WATER MUSIC

David told me that years ago I said:
“Fishing a Canadian lake is Mozart,
ocean fishing is Wagner.” Now I think
in a storm, the Saint Lawrence River
is Götterdämmerung, some streams
trill Scarlatti, run into head waters,
where I have fished for Gluck,
Debussy, Stravinsky, Shostakovich.
I caught nothing. I still keep fishing
in musical waters: I caught a perch
in a Chinese Lake that was Puccini,
looked exactly like a perch
from the Ashokan Reservoir.
I trapped crustaceans in the River Thames, Purcell—
his flowing theater and sacred music,
not far from Devil’s Acre. A little north,
at Oxfordshire where the Thames (Purcell)
becomes Thomas Tallis, I caught rainbow trout,
Salve Intemerata Sanctus et Benedictus.

***

Missa Solemnis from Bach to Weber
is like fishing for a “manager fish”
in the Caribbean, where slaves had to save
the best fish for their manager.
Take the Dead Sea, lowest point on earth,
lowering every year—where there’s no music
or fish in the sea’s murderous salt,
there are bacteria colonies near shore.
Still a diver in full salty gear told me he’s heard
someone or something practicing
bubbling-bassoon-scales at sea bottom,
“clown of the orchestra,” bassoon.
The Dead Sea Scrolls may be read
basso profondo, or by castrati
in their lost art.

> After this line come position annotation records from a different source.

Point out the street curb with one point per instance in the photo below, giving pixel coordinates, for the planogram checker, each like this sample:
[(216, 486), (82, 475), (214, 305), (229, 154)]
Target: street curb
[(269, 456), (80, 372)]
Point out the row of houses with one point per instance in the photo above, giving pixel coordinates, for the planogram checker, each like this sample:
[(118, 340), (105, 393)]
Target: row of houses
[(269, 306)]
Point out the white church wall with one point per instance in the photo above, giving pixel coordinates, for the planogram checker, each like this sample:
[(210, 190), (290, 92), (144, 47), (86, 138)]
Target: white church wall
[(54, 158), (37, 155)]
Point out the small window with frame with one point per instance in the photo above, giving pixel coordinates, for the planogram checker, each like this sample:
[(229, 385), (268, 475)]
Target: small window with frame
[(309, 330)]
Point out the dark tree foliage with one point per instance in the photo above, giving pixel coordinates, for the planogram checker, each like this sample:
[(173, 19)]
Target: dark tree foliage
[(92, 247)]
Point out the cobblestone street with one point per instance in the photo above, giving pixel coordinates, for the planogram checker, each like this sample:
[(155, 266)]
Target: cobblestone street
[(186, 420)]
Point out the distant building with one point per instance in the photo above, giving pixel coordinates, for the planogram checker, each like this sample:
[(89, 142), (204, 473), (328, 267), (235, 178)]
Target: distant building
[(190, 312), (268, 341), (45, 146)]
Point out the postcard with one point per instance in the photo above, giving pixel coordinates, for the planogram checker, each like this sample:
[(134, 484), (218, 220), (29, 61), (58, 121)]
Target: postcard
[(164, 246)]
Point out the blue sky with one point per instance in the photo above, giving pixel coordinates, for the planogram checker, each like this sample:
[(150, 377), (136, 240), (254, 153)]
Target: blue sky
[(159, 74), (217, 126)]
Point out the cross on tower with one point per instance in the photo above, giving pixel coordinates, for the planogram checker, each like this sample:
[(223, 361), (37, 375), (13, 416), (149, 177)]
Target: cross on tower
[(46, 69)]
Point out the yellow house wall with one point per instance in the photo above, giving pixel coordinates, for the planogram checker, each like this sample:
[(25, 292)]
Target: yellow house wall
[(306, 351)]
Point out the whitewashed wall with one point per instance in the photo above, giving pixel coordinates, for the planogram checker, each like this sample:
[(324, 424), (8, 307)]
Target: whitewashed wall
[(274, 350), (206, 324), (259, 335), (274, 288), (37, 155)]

Since we first became human,
when we fished, and hunted, there was music,
love songs much like a leopard’s purring,
hands clapped to dance, heel and toe percussions;
mamas hummed wordless music that became lullabies.
Visiting fisherman, I quickstepped barefoot
over sharp Dead Sea stones to swim,
Goddamn, I cut my feet,
but the tough bare-footed Israeli I swam with
stepped and danced on the stones
as if he were in a make believe ballroom.
I asked him with a smile,
“Do you think your feet might not be Jewish—”
a poet soldier, he didn’t like my joke.

***

I remember how friends swim,
and those who cannot swim,
original and conventional swimmers.
They carried invisible musical instruments.
No beach umbrellas. I netted crawdads
near New Orleans, where the Mississippi
became Bunk Johnson, Louis Nelson Delisle,
Louis Armstrong, Sidney Bechet, the Hot 8,
depending on Ole Miss’s mood.

***

Traveller, not Robert E. Lee’s horse,
I was an underwater swimmer in Copland’s Hudson
without sheet music, mask, or snorkel.
I would go down 30 feet, hear the music
of cold water in my ears. Was it Bernstein’s Candide?
I heard cadenzas, never a full orchestra.
I dived with my dog Sancho after rocks
into a brook, the Bushkill, John Cage—
a dog-man game we both loved.
If Sancho was hunting in the woods,
I didn’t have to whistle to call him,
I played opera on a phonograph and he’d come
swimming across the John Cage Bushkill
from the often twelve-toned wilderness
of Schönberg, where Arnold was
the Rondout Reservoir, full of Sprech Musik,
between singing and speaking,
a Pierrot Lunaire waterfall. Sancho would run
through water music in the Dorian mode,
somewhere between universal Stravinsky’s
The Rite of Spring and Debussy’s Sunken Cathedral—
depending on the season. From a glen,
I saw Satie trickle, refusing to be grand.
I heard Berg and Bartok were flooding in Vienna.
Beauty, I bet my life, is not an entertainment,
it ennobles—contrast, not conflict,
F means forte, “loud,” not war. Yes, there is
reiteration, overtones, dissonance, harmony
vs counterpoint. Two melodic lines may go together.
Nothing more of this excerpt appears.